The following is an example of what this config might look like:

{
"sessions": [
{
"captured_metrics": [
"cpu/sum/percent/system",
"cpu/sum/percent/user",
"cpu/sum/percent/idle",
"cpu/sum/percent/idle",
"memory/memory/free",
"memory/memory/used"
],
"name": "camera-recording"
},
{
"captured_metrics": [
"cpu/sum/percent/system",
"cpu/sum/percent/user",
"cpu/sum/percent/idle",
"cpu/sum/percent/idle",
"memory/memory/free",
"memory/memory/used"
],
"name": "video-cloud-sync"
}
]
}

This configuration would make sense for a smart camera device. With the above config we define two sessions, one for when the camera is recording video ("camera-recording") and one for when the camera is syncing its recorded video files to the cloud ("video-cloud-sync"). In both cases we are capturing CPU and memory metrics to measure the load these operations put on our device.

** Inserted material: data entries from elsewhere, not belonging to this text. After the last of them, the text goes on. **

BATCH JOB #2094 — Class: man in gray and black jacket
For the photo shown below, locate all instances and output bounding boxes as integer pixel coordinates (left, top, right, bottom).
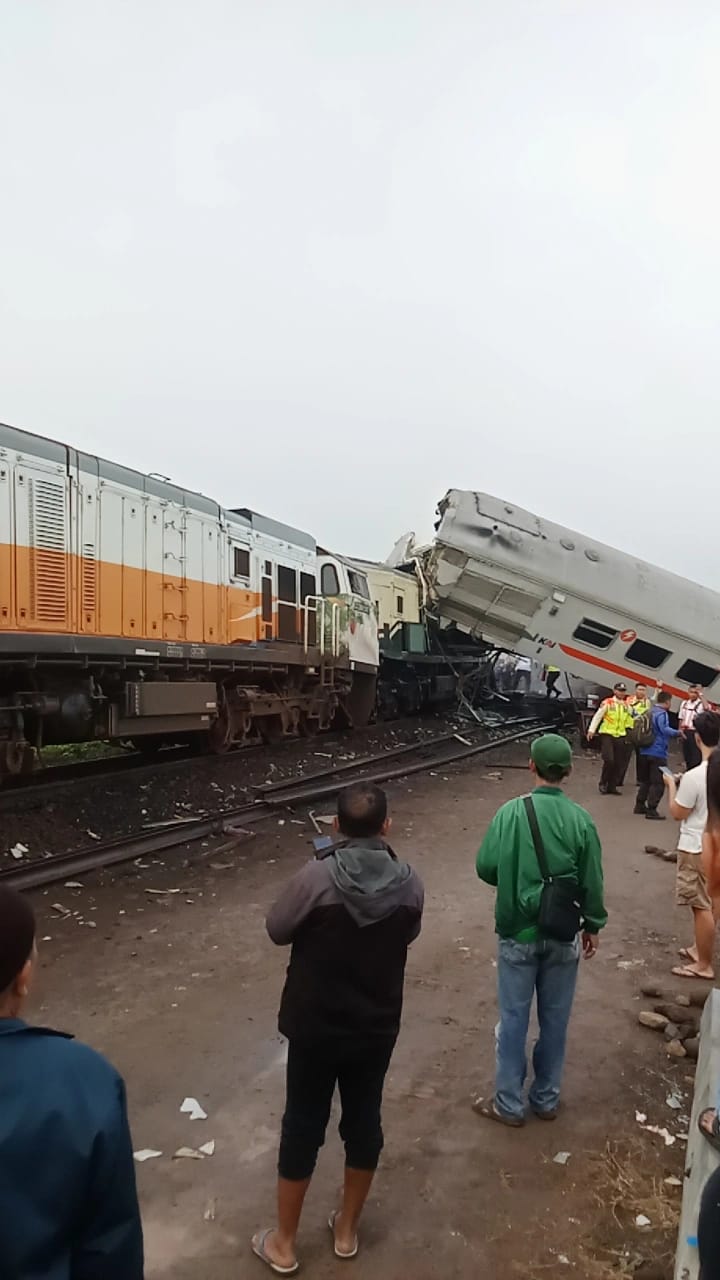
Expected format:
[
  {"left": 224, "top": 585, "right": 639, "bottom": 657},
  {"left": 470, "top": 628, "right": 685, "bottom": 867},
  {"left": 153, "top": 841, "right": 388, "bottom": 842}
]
[{"left": 252, "top": 783, "right": 424, "bottom": 1275}]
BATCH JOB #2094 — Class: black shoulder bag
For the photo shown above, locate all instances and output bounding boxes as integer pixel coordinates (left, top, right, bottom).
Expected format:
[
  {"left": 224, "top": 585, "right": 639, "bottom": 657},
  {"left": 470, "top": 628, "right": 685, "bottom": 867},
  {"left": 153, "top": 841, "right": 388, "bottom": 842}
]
[{"left": 523, "top": 796, "right": 582, "bottom": 943}]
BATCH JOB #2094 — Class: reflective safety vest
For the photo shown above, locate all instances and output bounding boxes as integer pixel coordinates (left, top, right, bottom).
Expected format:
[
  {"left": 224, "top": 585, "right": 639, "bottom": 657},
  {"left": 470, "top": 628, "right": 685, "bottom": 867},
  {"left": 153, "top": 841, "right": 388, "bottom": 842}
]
[
  {"left": 595, "top": 697, "right": 635, "bottom": 738},
  {"left": 628, "top": 697, "right": 651, "bottom": 717}
]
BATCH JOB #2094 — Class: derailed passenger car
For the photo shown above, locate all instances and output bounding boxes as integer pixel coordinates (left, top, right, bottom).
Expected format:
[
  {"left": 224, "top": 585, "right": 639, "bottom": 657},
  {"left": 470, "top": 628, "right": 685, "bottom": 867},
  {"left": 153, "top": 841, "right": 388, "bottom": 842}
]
[{"left": 426, "top": 489, "right": 720, "bottom": 706}]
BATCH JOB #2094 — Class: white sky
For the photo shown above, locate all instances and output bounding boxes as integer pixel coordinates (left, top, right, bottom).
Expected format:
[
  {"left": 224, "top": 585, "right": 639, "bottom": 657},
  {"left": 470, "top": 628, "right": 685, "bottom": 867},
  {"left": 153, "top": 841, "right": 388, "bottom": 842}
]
[{"left": 1, "top": 2, "right": 719, "bottom": 576}]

memfaultd is able to handle overlapping sessions. So if our device is uploading files to the cloud and recording video at the same time, memfaultd can capture metrics for both session Metric Reports at the same time and will create and upload two separate reports. This is important to consider when defining your device's session types!

Controlling Sessions

The memfaultctl CLI provides commands for starting and ending sessions. Using the above config, we can start a session as our device begins recording video with the following command:

# memfaultctl start-session camera-recording

This command makes a request to memfaultd to start a camera-recording session. Starting a session of a type where there is already a session in progress is a no-op.

Once the a session is over, memfaultctl end-session can be used to build a Metric Report for the aggregated metric readings captured during the session. Optionally, gauge readings can be passed to the session as additional arguments to memfaultctl start-session and memfaultctl end-session. In this example, we might pass a recording_errored reading with memfaultctl end-session to indicate whether our camera recording session experienced an error while it was recording video (where 1 indicates an error was experience and 0 indicates no errors). The command to end the recording session and report no errors would look like:

# memfaultctl end-session camera-recording recording_errored=0

Once a session is ended, its report is written to disk by memfaultd and it will be uploaded the next time memfaultd uploads data (as configured by upload_interval_seconds).

Testing your integration

During the development phase, we recommend setting a low value (e.g. 60 seconds) for the heartbeat_interval_seconds and upload_interval_seconds settings in /etc/memfaultd.conf. Take a look at the /etc/memfaultd.conf reference for more information.

For changes in /etc/memfaultd.conf to take effect, you'll need to restart the memfaultd daemon:

$ systemctl restart memfaultd

Finally, we recommend enabling developer mode for this device in the Memfault backend to lift any rate limiting and allow you to see your data in the Memfault Web App as soon as possible.

The following section should help you figure out where you may expect data to be accessible in the Memfault Web Application.

Viewing Metrics in the Web Application

To see detailed reports from a specific device, find the device in Fleet → Devices, and then open its Timeline tab.

Open Dashboards → Metrics to create Metric Charts that monitor metrics at the fleet level by aggregating the data from each device.

To receive notifications when your metrics exceed a certain threshold or meet any complex set of criteria, you can set up Alerts. Navigate to Alerts using the main menu on the Memfault Web App.